Eddy Wally was best known for his song "Chérie" which became a double-platinum hit. Wally was also known for "Ik spring uit een vliegmachien" ("I'll jump out of an aeroplane"), and "Dans Mi Amor".

==Attire and cultural iconography==
On and off stage, Wally usually wore flashy, shiny, expensive outfits, characterized by a camp and kitsch style reminiscent of Liberace. In 2004, Eddy Wally's wardrobe was acquired by the Stedelijk Modemuseum van Hasselt, and was displayed under the title "Eddy Wally's Geweldige Garderobe". The exhibition comprised 115 custom made outfits, valued at up to $5,300 apiece.

In October 2009, famed Belgian artist Kamagurka proclaimed:

Eddy Wally is pop art.

It is still discussed whether or not the character of Eddy Wally was an act. Jan Van Rompaey, a former host of many human-interest programs and talk shows on Belgian television, interviewed Wally many times. According to him, Wally had a limited vocabulary and was not an act, although he exaggerated his eccentricity. Kamagurka reached a similar conclusion and insinuated Wally acted strange "because people expected this from a famous person". Kamagurka also revealed Wally had some kind of dyslexia and wrote all of his lyrics in his own phonetic transcription language. Wally also had trouble learning scripted lines, even the simplest ones.

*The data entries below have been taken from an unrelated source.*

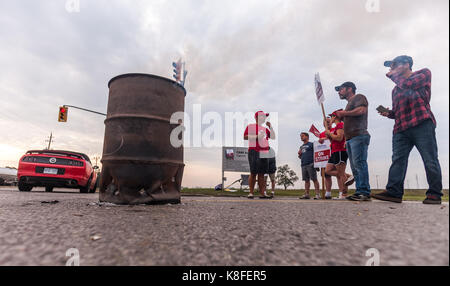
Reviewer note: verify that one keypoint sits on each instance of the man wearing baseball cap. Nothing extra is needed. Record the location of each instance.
(258, 152)
(357, 138)
(414, 126)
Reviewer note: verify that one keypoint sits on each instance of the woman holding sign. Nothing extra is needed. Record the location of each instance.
(338, 161)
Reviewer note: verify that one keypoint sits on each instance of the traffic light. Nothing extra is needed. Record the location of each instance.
(177, 70)
(63, 114)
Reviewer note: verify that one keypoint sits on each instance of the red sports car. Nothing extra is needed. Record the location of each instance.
(55, 168)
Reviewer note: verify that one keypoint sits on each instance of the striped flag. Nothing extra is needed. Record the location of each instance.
(319, 90)
(314, 131)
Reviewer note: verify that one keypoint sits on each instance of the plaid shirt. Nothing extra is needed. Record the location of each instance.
(411, 100)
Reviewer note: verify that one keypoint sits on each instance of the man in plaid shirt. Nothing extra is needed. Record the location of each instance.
(414, 126)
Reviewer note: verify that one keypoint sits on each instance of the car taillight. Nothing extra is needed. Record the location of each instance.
(28, 159)
(77, 163)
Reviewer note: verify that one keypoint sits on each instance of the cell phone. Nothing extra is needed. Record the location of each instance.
(382, 109)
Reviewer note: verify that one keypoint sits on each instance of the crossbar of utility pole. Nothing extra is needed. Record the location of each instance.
(84, 109)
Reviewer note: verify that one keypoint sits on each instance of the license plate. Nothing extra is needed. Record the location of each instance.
(50, 171)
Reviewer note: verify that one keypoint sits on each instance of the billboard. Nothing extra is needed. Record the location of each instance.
(235, 159)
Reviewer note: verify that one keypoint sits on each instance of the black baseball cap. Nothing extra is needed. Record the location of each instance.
(400, 60)
(346, 84)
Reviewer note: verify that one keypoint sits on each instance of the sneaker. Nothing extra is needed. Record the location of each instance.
(350, 181)
(432, 200)
(385, 196)
(358, 197)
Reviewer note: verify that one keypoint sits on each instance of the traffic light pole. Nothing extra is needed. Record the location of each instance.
(84, 109)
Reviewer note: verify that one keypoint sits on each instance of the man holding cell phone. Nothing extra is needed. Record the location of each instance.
(414, 126)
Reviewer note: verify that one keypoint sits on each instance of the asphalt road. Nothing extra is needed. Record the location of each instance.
(218, 231)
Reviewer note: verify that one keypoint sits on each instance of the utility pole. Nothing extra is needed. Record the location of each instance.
(49, 140)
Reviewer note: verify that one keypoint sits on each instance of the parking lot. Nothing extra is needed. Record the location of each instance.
(38, 228)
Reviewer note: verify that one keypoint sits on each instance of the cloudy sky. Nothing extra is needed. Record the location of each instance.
(241, 55)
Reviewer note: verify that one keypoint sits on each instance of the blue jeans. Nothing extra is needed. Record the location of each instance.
(357, 148)
(423, 136)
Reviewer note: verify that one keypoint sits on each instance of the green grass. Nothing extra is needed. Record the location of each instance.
(410, 195)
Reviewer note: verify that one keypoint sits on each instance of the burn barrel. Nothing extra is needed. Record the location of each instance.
(139, 163)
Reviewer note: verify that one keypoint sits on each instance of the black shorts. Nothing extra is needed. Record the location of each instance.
(338, 158)
(272, 166)
(257, 164)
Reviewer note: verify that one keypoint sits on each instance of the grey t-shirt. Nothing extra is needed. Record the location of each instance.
(356, 125)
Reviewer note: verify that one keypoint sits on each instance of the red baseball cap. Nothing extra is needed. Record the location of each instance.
(335, 113)
(261, 113)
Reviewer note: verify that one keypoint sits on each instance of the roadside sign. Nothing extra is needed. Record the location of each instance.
(235, 159)
(322, 154)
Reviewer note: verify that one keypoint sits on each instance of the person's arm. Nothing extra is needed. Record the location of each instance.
(272, 134)
(390, 114)
(420, 79)
(354, 112)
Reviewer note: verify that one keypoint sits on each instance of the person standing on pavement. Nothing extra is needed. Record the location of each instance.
(414, 126)
(357, 138)
(272, 170)
(258, 152)
(338, 161)
(306, 155)
(322, 137)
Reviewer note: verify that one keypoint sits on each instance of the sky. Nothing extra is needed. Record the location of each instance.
(241, 56)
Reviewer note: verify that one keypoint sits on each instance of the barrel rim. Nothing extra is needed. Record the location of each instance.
(146, 75)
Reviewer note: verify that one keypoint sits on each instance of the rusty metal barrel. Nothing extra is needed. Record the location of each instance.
(139, 163)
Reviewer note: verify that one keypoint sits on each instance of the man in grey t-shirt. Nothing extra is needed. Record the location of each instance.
(357, 138)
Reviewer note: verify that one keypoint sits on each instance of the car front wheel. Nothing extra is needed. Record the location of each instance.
(85, 189)
(24, 187)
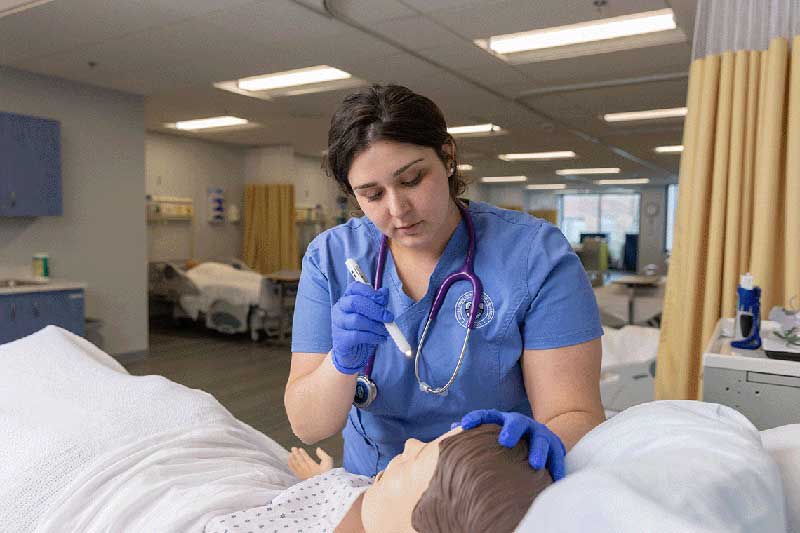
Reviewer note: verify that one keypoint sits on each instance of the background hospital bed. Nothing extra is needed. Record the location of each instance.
(224, 306)
(87, 447)
(628, 368)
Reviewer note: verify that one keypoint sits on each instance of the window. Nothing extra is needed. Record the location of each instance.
(672, 211)
(612, 214)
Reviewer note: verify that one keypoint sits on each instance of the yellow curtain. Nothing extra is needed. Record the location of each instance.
(270, 240)
(738, 203)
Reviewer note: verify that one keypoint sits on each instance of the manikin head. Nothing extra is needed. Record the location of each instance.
(462, 481)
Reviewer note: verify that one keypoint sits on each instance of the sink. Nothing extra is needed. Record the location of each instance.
(11, 283)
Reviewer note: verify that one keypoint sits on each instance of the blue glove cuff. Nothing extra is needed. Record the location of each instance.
(358, 358)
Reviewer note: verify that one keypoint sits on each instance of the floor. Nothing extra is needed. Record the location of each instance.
(247, 378)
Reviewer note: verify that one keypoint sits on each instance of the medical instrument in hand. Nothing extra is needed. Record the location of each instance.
(366, 391)
(467, 273)
(357, 326)
(748, 315)
(391, 327)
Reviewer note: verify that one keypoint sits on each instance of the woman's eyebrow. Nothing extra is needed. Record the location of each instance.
(406, 166)
(395, 174)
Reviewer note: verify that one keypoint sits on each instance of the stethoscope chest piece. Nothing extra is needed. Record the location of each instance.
(366, 392)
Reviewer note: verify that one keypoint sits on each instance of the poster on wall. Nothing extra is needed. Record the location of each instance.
(216, 205)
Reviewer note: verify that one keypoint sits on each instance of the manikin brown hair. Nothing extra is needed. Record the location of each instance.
(478, 485)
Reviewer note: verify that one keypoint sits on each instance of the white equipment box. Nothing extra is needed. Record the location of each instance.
(766, 391)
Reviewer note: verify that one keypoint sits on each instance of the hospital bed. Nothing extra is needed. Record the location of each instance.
(87, 447)
(628, 368)
(228, 297)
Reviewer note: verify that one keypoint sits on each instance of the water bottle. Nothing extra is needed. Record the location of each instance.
(747, 326)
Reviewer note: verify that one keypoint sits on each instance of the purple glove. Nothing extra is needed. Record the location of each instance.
(546, 449)
(357, 326)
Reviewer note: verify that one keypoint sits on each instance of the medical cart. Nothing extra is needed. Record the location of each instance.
(767, 391)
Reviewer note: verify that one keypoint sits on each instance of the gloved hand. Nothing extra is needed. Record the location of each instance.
(357, 326)
(546, 449)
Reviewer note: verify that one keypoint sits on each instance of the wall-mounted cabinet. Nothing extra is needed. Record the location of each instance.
(24, 313)
(30, 166)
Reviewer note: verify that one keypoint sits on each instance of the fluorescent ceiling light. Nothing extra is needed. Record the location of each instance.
(634, 181)
(474, 129)
(581, 171)
(645, 115)
(676, 149)
(599, 30)
(504, 179)
(293, 78)
(546, 186)
(9, 7)
(211, 122)
(538, 156)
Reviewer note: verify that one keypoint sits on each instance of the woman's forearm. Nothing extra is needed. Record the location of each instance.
(573, 425)
(317, 403)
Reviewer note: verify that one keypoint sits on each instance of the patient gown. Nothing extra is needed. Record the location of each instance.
(316, 505)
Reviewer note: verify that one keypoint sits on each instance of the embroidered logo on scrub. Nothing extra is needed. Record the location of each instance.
(485, 310)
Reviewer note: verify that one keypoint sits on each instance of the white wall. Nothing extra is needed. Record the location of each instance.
(512, 194)
(181, 166)
(542, 200)
(100, 238)
(279, 164)
(313, 187)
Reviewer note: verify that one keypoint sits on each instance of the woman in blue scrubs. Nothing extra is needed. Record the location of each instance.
(535, 347)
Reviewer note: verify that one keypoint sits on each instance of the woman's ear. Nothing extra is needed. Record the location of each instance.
(449, 151)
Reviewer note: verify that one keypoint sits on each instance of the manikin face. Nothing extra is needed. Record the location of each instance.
(403, 189)
(390, 501)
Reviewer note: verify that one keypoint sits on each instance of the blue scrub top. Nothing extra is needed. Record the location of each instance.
(536, 296)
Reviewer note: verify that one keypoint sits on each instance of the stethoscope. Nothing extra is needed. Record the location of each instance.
(366, 390)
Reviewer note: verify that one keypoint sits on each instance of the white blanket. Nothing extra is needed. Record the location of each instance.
(87, 447)
(217, 281)
(665, 467)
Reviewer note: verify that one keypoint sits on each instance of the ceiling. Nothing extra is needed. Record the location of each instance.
(172, 51)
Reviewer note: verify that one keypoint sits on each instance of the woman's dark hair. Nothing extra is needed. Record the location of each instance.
(387, 113)
(479, 485)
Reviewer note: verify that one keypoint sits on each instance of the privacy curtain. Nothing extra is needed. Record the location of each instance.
(739, 185)
(270, 241)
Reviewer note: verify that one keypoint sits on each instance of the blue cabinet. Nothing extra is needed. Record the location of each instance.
(24, 313)
(30, 166)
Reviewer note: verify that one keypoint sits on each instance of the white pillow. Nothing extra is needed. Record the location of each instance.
(783, 444)
(665, 466)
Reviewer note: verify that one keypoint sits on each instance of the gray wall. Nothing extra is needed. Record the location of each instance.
(185, 167)
(100, 239)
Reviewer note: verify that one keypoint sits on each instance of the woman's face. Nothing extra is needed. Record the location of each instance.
(390, 501)
(403, 189)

Wally was also known for a video posted on YouTube in 2007 by a person from the community of him exclaiming "Wow" and winking. This had gained worldwide recognition and had become a meme, which many other YouTube users began to use in their videos for comedy.

At some point in time, the novelist Deborah Bishop was writing a biography of Wally, entitled Wow!.

==Background==
Eddy Wally's first job was a market trader selling handbags. In the 1960s, he became popular after his association with Dutch producer Johnny Hoes. He even had his own disco "Chérie-Paris Las Vegas", first known as "Eddy Wally's Texas Bar".

Eddy Wally used to be a regular feature on the UK television programme Eurotrash, where he was renowned for his eccentric dress sense.

==Honours==
- A main-belt asteroid is named after Eddy Wally (9205 Eddywally). It is in orbit around the Sun between Mars and Jupiter.
- Knight of the Order of Leopold, by Royal Decree of 2005.

==Death==
Wally died on 6 February 2016, aged 83, following a stroke.